If you face issues during learning, feel free to ask Labby. Provide feedback after the session, and we will promptly resolve the problem for you.
Import Libraries
First, we will import the necessary libraries. We will use Matplotlib and Numpy in this lab.
import matplotlib.pyplot as plt
import numpy as np
Prepare Data
We need to define the categories and survey results. In this example, we have a survey where people rated their agreement to questions on a five-element scale. We will define the categories as category_names and the survey results as results.
category_names = ['Strongly disagree', 'Disagree',
'Neither agree nor disagree', 'Agree', 'Strongly agree']
results = {
'Question 1': [10, 15, 17, 32, 26],
'Question 2': [26, 22, 29, 10, 13],
'Question 3': [35, 37, 7, 2, 19],
'Question 4': [32, 11, 9, 15, 33],
'Question 5': [21, 29, 5, 5, 40],
'Question 6': [8, 19, 5, 30, 38]
}
Define Function
Now, we will define a function called survey that takes in the results and category_names and creates a horizontal stacked bar chart visualization.
def survey(results, category_names):
"""
Parameters
----------
results : dict
A mapping from question labels to a list of answers per category.
It is assumed all lists contain the same number of entries and that
it matches the length of *category_names*.
category_names : list of str
The category labels.
"""
## Convert the results and categories to numpy arrays
labels = list(results.keys())
data = np.array(list(results.values()))
## Calculate cumulative sums of data for horizontal stacking
data_cum = data.cumsum(axis=1)
## Define category colors
category_colors = plt.colormaps['RdYlGn'](
np.linspace(0.15, 0.85, data.shape[1]))
## Create the plot and set axis properties
fig, ax = plt.subplots(figsize=(9.2, 5))
ax.invert_yaxis()
ax.xaxis.set_visible(False)
ax.set_xlim(0, np.sum(data, axis=1).max())

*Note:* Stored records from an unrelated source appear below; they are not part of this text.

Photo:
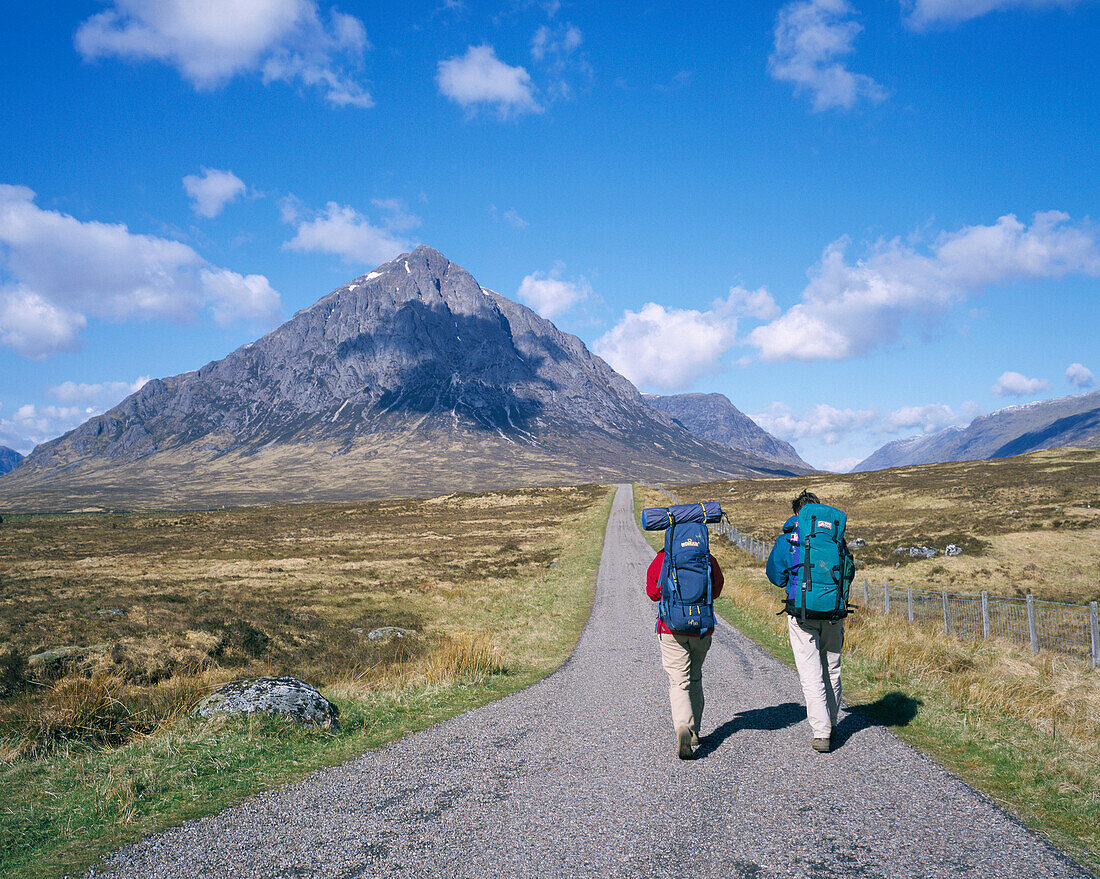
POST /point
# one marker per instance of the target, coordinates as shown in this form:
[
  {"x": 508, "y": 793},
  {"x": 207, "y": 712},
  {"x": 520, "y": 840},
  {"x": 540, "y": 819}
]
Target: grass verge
[
  {"x": 1024, "y": 729},
  {"x": 67, "y": 804}
]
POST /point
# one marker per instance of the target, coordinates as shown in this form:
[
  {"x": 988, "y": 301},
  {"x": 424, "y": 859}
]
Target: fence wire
[{"x": 1070, "y": 629}]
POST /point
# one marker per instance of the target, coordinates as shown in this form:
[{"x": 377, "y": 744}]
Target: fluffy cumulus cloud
[
  {"x": 811, "y": 36},
  {"x": 1079, "y": 375},
  {"x": 669, "y": 348},
  {"x": 212, "y": 190},
  {"x": 848, "y": 308},
  {"x": 341, "y": 230},
  {"x": 480, "y": 78},
  {"x": 1013, "y": 384},
  {"x": 56, "y": 271},
  {"x": 550, "y": 295},
  {"x": 209, "y": 43},
  {"x": 926, "y": 13}
]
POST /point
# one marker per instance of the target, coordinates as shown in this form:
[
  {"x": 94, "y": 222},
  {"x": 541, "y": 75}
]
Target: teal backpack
[{"x": 822, "y": 568}]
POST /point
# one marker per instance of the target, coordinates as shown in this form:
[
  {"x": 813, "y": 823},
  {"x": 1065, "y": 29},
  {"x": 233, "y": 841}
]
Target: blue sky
[{"x": 858, "y": 221}]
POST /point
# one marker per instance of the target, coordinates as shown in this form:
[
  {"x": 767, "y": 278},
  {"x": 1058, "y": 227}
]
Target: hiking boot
[{"x": 683, "y": 743}]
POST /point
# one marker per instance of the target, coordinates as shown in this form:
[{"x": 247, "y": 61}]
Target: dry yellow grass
[{"x": 153, "y": 611}]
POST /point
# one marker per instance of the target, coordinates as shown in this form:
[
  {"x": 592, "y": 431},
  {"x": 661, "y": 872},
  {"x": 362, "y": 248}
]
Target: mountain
[
  {"x": 411, "y": 380},
  {"x": 713, "y": 417},
  {"x": 1049, "y": 424},
  {"x": 9, "y": 459}
]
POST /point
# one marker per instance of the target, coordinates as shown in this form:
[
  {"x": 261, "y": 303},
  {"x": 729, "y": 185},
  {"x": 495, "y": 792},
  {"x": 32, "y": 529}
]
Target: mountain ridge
[
  {"x": 1069, "y": 420},
  {"x": 714, "y": 417},
  {"x": 413, "y": 372}
]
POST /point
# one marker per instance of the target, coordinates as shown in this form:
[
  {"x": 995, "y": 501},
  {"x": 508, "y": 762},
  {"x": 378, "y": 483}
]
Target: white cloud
[
  {"x": 479, "y": 77},
  {"x": 343, "y": 231},
  {"x": 1012, "y": 384},
  {"x": 100, "y": 396},
  {"x": 925, "y": 13},
  {"x": 211, "y": 42},
  {"x": 556, "y": 43},
  {"x": 844, "y": 465},
  {"x": 35, "y": 328},
  {"x": 823, "y": 421},
  {"x": 849, "y": 309},
  {"x": 212, "y": 190},
  {"x": 927, "y": 418},
  {"x": 59, "y": 271},
  {"x": 549, "y": 295},
  {"x": 669, "y": 349},
  {"x": 31, "y": 425},
  {"x": 1079, "y": 375},
  {"x": 810, "y": 36}
]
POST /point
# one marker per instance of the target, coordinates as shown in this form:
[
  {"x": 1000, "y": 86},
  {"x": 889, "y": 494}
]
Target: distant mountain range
[
  {"x": 9, "y": 459},
  {"x": 1014, "y": 430},
  {"x": 715, "y": 418},
  {"x": 411, "y": 380}
]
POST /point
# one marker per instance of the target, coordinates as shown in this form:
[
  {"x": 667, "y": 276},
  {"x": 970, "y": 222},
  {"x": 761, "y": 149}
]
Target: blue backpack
[
  {"x": 822, "y": 568},
  {"x": 686, "y": 606}
]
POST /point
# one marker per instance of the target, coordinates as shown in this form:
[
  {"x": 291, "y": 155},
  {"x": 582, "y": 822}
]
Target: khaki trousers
[
  {"x": 816, "y": 645},
  {"x": 682, "y": 657}
]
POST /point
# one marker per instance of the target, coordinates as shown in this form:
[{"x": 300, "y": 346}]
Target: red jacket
[{"x": 653, "y": 586}]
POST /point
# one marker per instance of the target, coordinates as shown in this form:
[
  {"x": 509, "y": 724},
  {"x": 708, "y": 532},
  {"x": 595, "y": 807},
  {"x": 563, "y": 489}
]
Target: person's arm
[
  {"x": 653, "y": 577},
  {"x": 779, "y": 569}
]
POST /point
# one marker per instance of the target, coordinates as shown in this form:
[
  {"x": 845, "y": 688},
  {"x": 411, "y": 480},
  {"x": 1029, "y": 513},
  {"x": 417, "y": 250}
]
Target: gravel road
[{"x": 576, "y": 777}]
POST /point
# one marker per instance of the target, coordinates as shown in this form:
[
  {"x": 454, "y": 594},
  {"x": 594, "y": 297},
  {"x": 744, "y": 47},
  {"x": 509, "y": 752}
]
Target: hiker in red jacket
[{"x": 682, "y": 656}]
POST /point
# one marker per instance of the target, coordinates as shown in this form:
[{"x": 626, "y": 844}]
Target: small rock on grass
[{"x": 285, "y": 696}]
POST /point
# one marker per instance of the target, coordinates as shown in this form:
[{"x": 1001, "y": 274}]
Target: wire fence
[{"x": 1070, "y": 629}]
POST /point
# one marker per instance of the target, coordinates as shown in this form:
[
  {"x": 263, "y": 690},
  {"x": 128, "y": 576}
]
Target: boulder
[
  {"x": 285, "y": 696},
  {"x": 389, "y": 633}
]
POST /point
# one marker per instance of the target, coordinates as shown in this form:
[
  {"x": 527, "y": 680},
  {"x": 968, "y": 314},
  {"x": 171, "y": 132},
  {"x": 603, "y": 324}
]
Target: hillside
[
  {"x": 713, "y": 417},
  {"x": 1073, "y": 420}
]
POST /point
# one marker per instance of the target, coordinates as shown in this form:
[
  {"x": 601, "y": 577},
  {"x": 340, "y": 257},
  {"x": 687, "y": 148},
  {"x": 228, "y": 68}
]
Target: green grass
[{"x": 70, "y": 804}]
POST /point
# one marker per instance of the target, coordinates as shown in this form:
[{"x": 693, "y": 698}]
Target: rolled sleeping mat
[{"x": 659, "y": 518}]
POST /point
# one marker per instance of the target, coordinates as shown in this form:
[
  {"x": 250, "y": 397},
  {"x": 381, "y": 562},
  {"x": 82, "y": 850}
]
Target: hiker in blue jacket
[{"x": 815, "y": 643}]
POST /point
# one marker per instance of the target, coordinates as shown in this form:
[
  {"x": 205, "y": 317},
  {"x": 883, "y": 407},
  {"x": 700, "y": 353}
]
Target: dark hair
[{"x": 802, "y": 500}]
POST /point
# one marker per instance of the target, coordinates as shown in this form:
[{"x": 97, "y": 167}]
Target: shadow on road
[
  {"x": 772, "y": 717},
  {"x": 893, "y": 709}
]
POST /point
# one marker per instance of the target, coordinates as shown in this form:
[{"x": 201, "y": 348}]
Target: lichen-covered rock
[
  {"x": 389, "y": 633},
  {"x": 285, "y": 696}
]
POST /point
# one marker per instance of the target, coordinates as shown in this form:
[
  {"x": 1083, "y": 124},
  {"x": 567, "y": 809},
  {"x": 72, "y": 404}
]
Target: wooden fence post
[
  {"x": 1095, "y": 633},
  {"x": 1031, "y": 623}
]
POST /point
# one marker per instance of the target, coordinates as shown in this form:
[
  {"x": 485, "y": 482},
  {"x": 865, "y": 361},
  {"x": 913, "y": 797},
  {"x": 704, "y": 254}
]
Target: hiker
[
  {"x": 812, "y": 562},
  {"x": 682, "y": 655}
]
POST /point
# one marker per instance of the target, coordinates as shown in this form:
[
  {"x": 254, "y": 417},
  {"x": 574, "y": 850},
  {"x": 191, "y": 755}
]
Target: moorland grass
[
  {"x": 1023, "y": 728},
  {"x": 108, "y": 751}
]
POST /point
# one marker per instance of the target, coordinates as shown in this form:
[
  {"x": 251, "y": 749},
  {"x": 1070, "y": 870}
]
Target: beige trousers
[
  {"x": 816, "y": 645},
  {"x": 682, "y": 657}
]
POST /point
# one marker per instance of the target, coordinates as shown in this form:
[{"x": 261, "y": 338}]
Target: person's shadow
[
  {"x": 772, "y": 717},
  {"x": 893, "y": 709}
]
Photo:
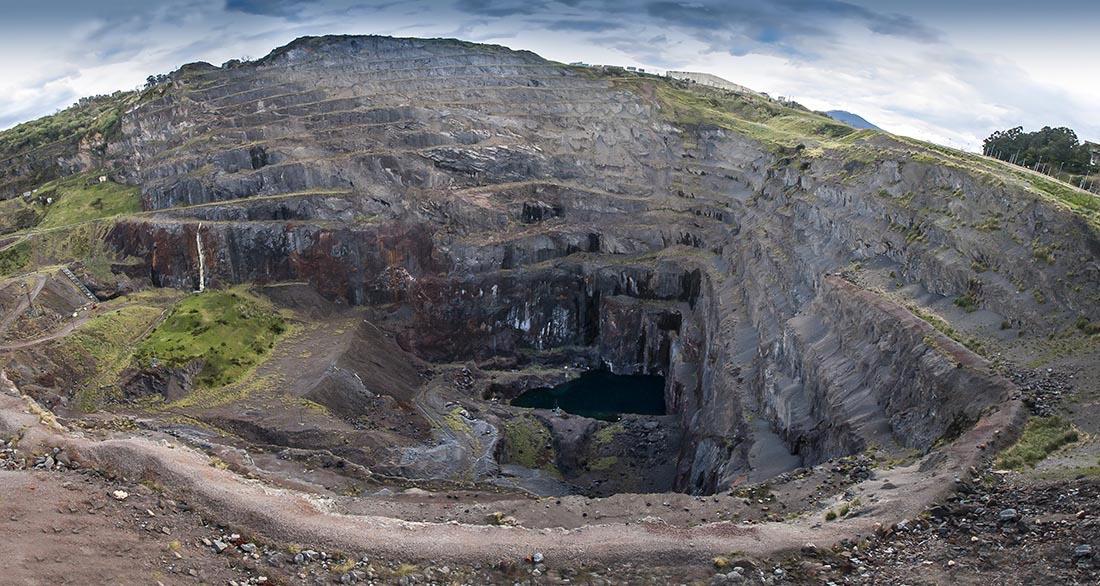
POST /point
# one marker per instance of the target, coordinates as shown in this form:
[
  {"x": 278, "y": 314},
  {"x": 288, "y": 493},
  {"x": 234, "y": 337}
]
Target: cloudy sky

## Create the stacked bars and add bar labels
for i, (colname, color) in enumerate(zip(category_names, category_colors)):
widths = data[:, i]
starts = data_cum[:, i] - widths
rects = ax.barh(labels, widths, left=starts, height=0.5,
label=colname, color=color)
r, g, b, _ = color
text_color = 'white' if r * g * b < 0.5 else 'darkgrey'
ax.bar_label(rects, label_type='center', color=text_color)
## Add legend
ax.legend(ncols=len(category_names), bbox_to_anchor=(0, 1),
loc='lower left', fontsize='small')
return fig, ax
Call Function and Display Results
Finally, we will call the survey function with the results and category_names as inputs and display the resulting visualization.
survey(results, category_names)
plt.show()
Summary
In this lab, we learned how to create a horizontal stacked bar chart to visualize discrete distributions using Matplotlib. We defined the categories and survey results, created a function to generate the plot, and displayed the results. This technique can be useful for visualizing survey results or other types of discrete distributions.